Splenic B cells isolated from SCAP^+/+ CD19^Cre/+ (+/+) mice and SCAP^fl/fl CD19^Cre/+ (fl/fl) mice were stimulated with 10 μg/ml LPS or 5 μg/ml anti-CD40 tetramer for 24 and 48 hours. Cells were then analyzed by metabolomics. a. PCA plot showing the differences of all replicates between different treatments in different genotypes. b-c. Heatmap of altered metabolites (FDR < 0.05, log2 Fold Change >1) marked by their pathways. Colors represent log2 FC relative to the untreated corresponding genotype samples. Four biological replicates generated from two experiments were used for metabolomics analysis.

Extended Data Fig. 10. SREBP signaling regulates GC B cell response.

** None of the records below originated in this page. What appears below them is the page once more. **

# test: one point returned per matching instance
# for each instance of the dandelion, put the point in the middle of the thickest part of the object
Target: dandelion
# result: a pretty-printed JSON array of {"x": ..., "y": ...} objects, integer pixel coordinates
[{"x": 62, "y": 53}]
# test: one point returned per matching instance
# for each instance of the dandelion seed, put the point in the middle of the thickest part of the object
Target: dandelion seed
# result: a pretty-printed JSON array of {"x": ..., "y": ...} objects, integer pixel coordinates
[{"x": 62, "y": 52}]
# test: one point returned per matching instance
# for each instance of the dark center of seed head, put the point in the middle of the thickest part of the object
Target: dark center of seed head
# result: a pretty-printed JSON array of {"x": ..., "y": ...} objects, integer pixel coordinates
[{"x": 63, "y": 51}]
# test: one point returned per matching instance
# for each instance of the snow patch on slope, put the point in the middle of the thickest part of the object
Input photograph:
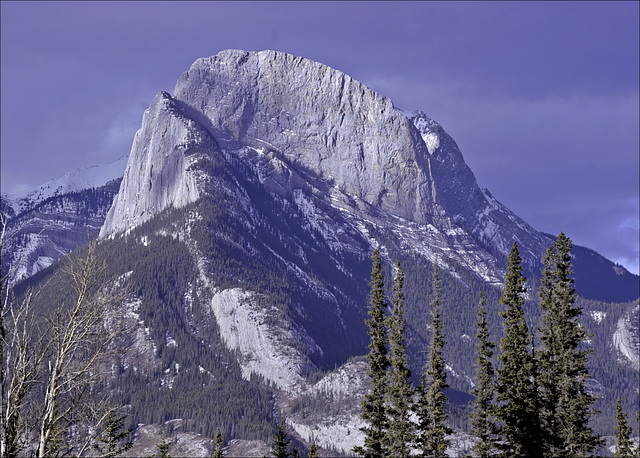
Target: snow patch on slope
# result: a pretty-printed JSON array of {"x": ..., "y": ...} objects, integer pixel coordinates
[
  {"x": 626, "y": 338},
  {"x": 263, "y": 347},
  {"x": 76, "y": 180}
]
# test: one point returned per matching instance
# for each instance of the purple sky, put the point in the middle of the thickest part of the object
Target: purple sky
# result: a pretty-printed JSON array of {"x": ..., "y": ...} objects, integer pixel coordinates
[{"x": 541, "y": 97}]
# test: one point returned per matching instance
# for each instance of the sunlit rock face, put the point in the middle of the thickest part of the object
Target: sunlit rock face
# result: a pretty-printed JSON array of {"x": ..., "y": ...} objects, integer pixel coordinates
[
  {"x": 159, "y": 173},
  {"x": 300, "y": 125}
]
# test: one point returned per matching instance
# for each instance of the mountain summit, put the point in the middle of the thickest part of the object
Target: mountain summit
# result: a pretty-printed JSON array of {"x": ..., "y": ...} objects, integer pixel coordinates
[
  {"x": 243, "y": 227},
  {"x": 301, "y": 125}
]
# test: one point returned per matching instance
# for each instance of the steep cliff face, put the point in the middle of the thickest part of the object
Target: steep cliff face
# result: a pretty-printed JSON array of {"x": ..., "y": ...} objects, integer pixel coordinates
[
  {"x": 159, "y": 173},
  {"x": 47, "y": 228},
  {"x": 301, "y": 125}
]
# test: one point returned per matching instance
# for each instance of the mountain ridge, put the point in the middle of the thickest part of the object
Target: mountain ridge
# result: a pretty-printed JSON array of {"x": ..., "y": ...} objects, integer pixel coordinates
[{"x": 244, "y": 224}]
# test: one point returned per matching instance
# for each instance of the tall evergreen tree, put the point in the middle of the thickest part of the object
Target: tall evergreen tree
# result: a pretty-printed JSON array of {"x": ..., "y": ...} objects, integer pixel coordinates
[
  {"x": 163, "y": 449},
  {"x": 623, "y": 434},
  {"x": 483, "y": 413},
  {"x": 281, "y": 442},
  {"x": 431, "y": 406},
  {"x": 374, "y": 410},
  {"x": 313, "y": 451},
  {"x": 110, "y": 443},
  {"x": 400, "y": 433},
  {"x": 517, "y": 397},
  {"x": 219, "y": 444},
  {"x": 566, "y": 405}
]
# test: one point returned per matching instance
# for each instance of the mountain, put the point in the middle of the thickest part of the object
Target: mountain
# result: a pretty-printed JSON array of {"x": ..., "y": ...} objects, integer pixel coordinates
[
  {"x": 57, "y": 217},
  {"x": 243, "y": 226}
]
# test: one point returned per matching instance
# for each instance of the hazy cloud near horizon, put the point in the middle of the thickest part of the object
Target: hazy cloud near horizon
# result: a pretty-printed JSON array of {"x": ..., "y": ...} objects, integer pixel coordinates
[{"x": 541, "y": 97}]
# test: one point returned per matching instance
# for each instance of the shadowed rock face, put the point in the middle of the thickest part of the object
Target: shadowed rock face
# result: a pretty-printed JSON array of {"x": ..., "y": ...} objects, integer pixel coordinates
[
  {"x": 318, "y": 120},
  {"x": 298, "y": 124}
]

a-b. AID-Cre R26^YFP mice were immunized with NP-OVA adjuvanted by RIBI through i.p or s.c. Splenocytes (i.p immunization) and dLN cells (s.c immunization) were analyzed by FACS 10 days post immunization. GC B cells and CD86^hi MHCII^hi non-GC B cells were compared for Cre activity through their YFP reporter expression. a shows the gating strategy; b shows the statistical analysis of 2 independent experiments (n = 5, mean ± SD). c. SCAP^+/+ AID-Cre R26^YFP mice (+/+) and SCAP^fl/fl AID-Cre R26^YFP mice (fl/fl) were i.p. immunized with NP-OVA adjuvanted with RIBI. Cells in the spleen were analyzed by FACS 14 days post immunization for the % of YFP⁺ GC B cells in total GC B cells (gated on CD19⁺CD95⁺CD38⁻ live singlets). 10 + /+ and 14 fl/fl mice from 4 independent experiments were analyzed. a-c, P values were determined by two-tailed unpaired t-test. ****P ≤ 0.0001. d. Splenocytes from day 14 RIBI adjuvanted NP-OVA immunization were analyzed by FACS to compared lipid raft content between GC and non-GC B cells. Lipid rafts were stained with cholera toxin subunit B (CT-B). Data show one representative of two independent experiments.

Data availability

RNA-seq data generated in this study have been deposited in NCBI-Gene Expression Omnibus (GEO) database under accession nos. GSE204913 and GSE206016. Metabolomics data have been provided in Source Data Fig.4.